Personal information
- Born: 12 December 1951 (age 74)
- Original team: Wembley (WAAFL)
- Height: 183 cm (6 ft 0 in)
- Weight: 85 kg (13 st 5 lb)
- Position: Midfielder

Playing career^{1}
- Years: Club / Games (Goals)
- 1970–74, 1977–79, 1984–88: Subiaco / 196 (181)
- 1975–76: Footscray / 042 (15)
- 1979–83: Geelong / 093 (79)
- Total:  / 331 (275)

Representative team honours
- Years: Team / Games (Goals)
- 1973-1980: Western Australia / 14 (7)
- 1980: Victoria / 0 1
- ^{1} Playing statistics correct to the end of 1988.

Career highlights
- Geelong best and fairest: 1981; Simpson Medal, WA vs South Australia: 1973; Subiaco Premierships: 1973, 1986;; Subiaco best and fairest: 1976, 1977; West Australian Football Hall of Fame, inducted 2007;

= Peter Featherby =

Australian rules footballer (born 1951)

Peter Featherby (born 12 December 1951) is a former Australian rules footballer.

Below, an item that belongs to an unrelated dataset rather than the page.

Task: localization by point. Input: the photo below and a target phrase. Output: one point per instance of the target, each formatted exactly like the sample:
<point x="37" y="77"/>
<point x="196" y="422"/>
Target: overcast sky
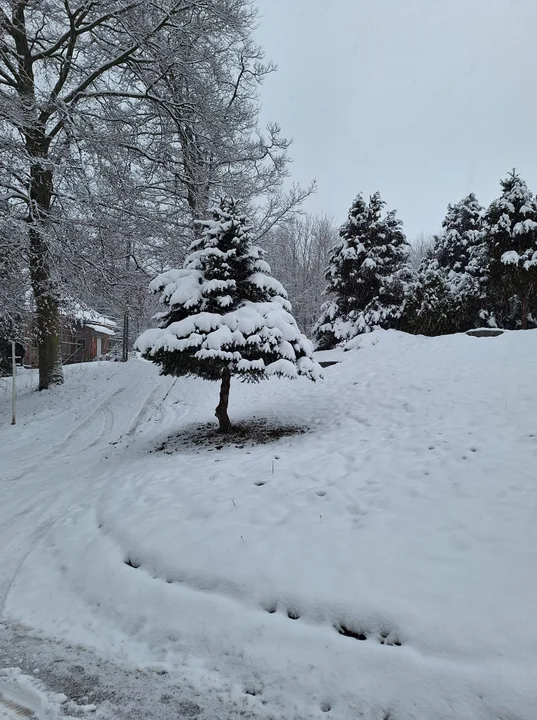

He began his senior career with Subiaco Football Club in the West Australian Football League (WAFL), but he also played with two Victorian Football League (VFL) clubs.

Featherby's first stint in the VFL was with the Footscray Football Club, where he lasted only two seasons before moving back to Subiaco.

Geelong encouraged him to return to the VFL in 1979 he moved to the club and won the Carji Greeves Medal in 1981. A prolific ball-winner, he had the second highest confirmed possession game of all time, gathering 43 kicks, 8 handballs and 12 marks against Melbourne in round 16, 1981. Other unconfirmed reports say Featherby amassed 55 possessions for Footscray in 1975 and 56 against Fitzroy in 1983. Featherby left VFL football in 1983, but continued to play for Subiaco for the next five seasons, including in their 1986 premiership side, 13 years after his first premiership.

He also played 15 interstate matches, 14 for Western Australia and one for Victoria in 1980. He was inducted into the West Australian Football Hall of Fame and named as Subiaco's Legend in 2007.